Urge imponer horarios de circulación, sancionar el exceso de velocidad, verificar que los contenedores estén bien asegurados

La frecuencia de los accidentes de tránsito en la vía a la costa está creciendo exponencialmente. Ya son rutinarias las volcaduras de camiones y tráileres, los desprendimientos de contenedores y los embotellamientos por choques o porque un vehículo se dañó, entorpeciendo la circulación y generando congestionamientos que han durado hasta ocho horas.

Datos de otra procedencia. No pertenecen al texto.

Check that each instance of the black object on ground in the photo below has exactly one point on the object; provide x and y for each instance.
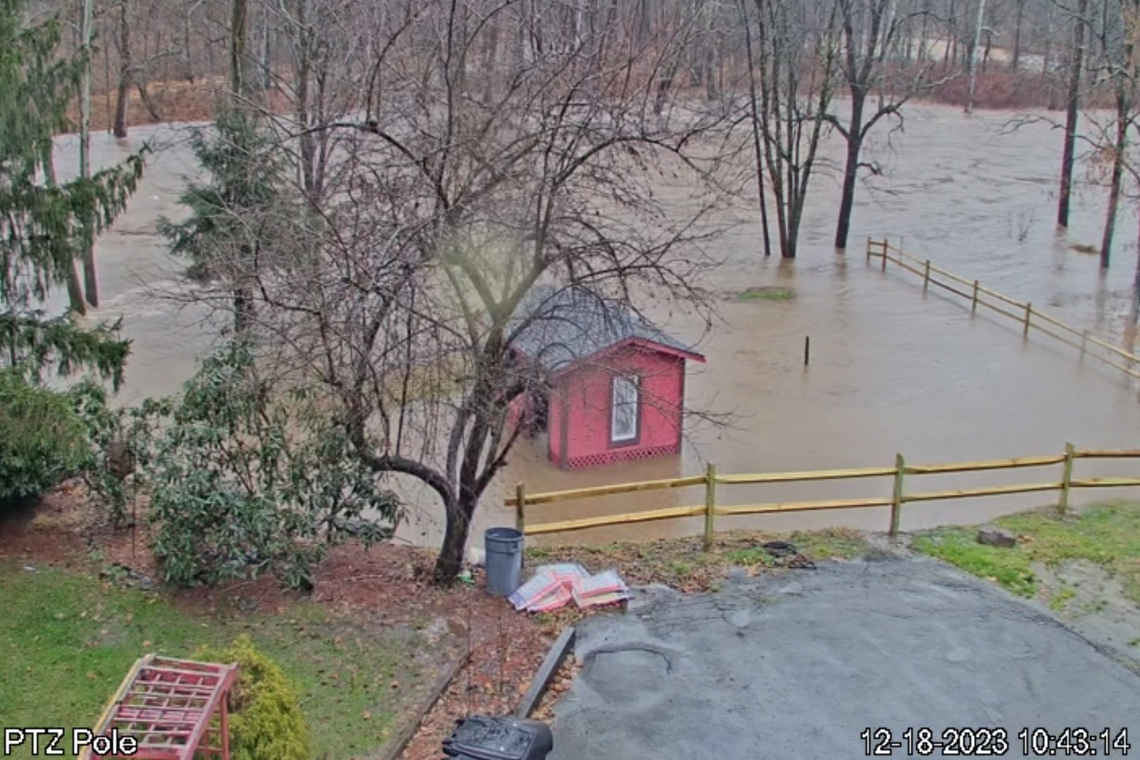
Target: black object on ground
(482, 737)
(780, 548)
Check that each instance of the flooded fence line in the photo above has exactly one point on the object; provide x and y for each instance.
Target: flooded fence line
(979, 295)
(898, 497)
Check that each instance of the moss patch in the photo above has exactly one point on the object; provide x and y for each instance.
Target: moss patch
(66, 642)
(1106, 534)
(766, 293)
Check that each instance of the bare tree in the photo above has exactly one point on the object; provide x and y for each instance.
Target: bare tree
(870, 39)
(792, 68)
(1073, 107)
(1120, 66)
(402, 288)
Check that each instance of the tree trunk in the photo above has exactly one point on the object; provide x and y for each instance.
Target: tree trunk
(1019, 15)
(449, 561)
(1071, 116)
(756, 130)
(1114, 189)
(75, 292)
(972, 79)
(84, 147)
(125, 71)
(238, 34)
(851, 170)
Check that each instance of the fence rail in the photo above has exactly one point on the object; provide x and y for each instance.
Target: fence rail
(1025, 313)
(711, 479)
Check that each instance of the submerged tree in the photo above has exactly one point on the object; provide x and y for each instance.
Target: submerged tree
(871, 41)
(790, 88)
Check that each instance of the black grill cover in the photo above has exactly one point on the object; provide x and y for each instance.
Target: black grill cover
(481, 737)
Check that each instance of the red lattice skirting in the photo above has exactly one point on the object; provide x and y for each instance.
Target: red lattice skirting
(615, 456)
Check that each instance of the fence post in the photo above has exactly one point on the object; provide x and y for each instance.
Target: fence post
(896, 505)
(1066, 477)
(709, 504)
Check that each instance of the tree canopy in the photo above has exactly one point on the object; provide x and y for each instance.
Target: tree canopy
(43, 223)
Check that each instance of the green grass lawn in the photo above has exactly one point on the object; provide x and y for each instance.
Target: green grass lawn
(66, 640)
(1106, 534)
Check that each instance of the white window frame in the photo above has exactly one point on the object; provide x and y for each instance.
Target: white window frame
(625, 382)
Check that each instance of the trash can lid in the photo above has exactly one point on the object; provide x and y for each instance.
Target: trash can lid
(503, 534)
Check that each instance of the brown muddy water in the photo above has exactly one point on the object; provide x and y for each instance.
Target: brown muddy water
(893, 369)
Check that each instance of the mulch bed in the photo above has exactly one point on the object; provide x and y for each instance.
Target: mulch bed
(383, 586)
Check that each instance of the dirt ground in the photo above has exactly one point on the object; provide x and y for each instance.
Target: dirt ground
(380, 588)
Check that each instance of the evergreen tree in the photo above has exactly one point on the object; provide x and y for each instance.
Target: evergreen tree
(45, 225)
(231, 213)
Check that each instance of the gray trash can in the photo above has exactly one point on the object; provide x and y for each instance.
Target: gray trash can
(504, 560)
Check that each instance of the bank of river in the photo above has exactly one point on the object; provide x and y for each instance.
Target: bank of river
(892, 369)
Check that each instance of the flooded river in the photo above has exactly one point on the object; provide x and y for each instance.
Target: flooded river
(893, 369)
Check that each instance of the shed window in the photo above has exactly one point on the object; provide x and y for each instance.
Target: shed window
(624, 415)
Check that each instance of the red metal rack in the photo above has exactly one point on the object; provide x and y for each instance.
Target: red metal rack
(176, 709)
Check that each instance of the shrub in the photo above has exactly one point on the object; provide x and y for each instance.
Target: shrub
(42, 440)
(266, 722)
(243, 480)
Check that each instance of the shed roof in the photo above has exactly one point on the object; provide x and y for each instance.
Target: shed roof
(568, 325)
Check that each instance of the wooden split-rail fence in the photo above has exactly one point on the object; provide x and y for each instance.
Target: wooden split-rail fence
(897, 474)
(1029, 318)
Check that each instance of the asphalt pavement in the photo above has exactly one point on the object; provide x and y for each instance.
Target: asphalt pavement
(800, 664)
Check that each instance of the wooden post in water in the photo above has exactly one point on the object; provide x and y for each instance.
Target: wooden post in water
(709, 505)
(1066, 477)
(896, 505)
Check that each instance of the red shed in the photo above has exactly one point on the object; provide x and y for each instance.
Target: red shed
(615, 383)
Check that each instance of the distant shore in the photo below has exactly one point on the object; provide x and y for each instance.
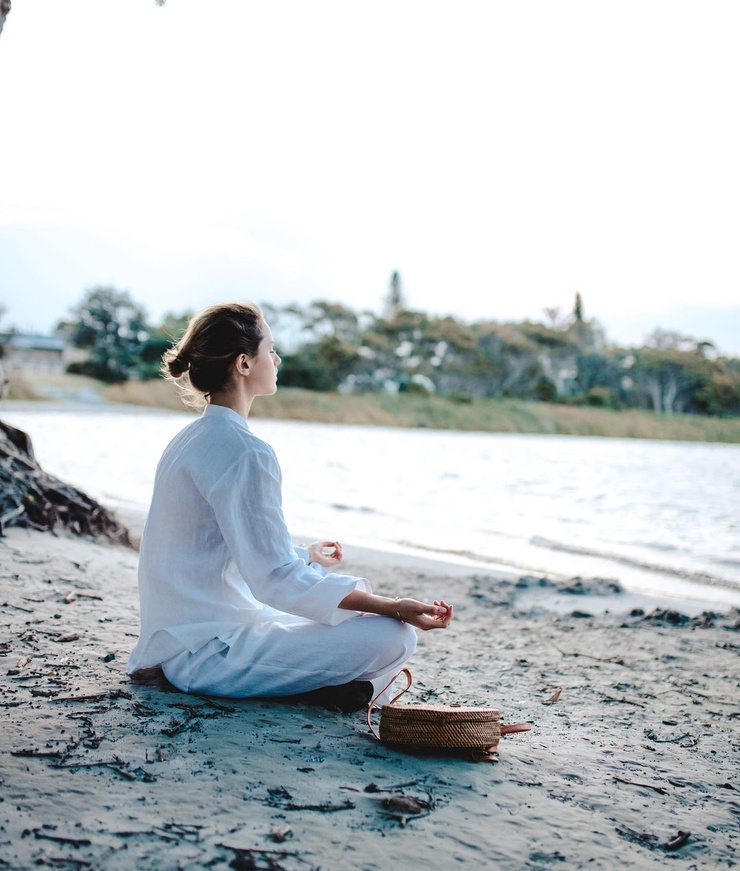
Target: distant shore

En ocasiones, se han producido incidentes en ambos carriles simultáneamente, aislando por completo al sector.

La vía a la costa fue designada “El nuevo Guayaquil” por ser un gran polo de desarrollo habitacional de la ciudad, lo que multiplicó el tráfico vehicular en pocos años. La situación empeoró cuando la vía fue copada por el tráfico pesado que se dirige al puerto de Posorja. Hoy, ambos factores han llevado a su deterioro y su saturación, por no existir rutas alternas que permitan un desfogue. Además, el irrespeto al límite de velocidad incrementa cada vez más el riesgo de accidentes graves.

Ni las autoridades de tránsito ni las municipales han tomado acciones correctivas. Urge imponer horarios de circulación, sancionar el exceso de velocidad, verificar que los contenedores estén bien asegurados a los tráileres y que se circule por los carriles correspondientes. Deben actuar ya, antes de que ocurra una tragedia de grandes proporciones y se deteriore aún más la calidad de vida de los moradores de la zona.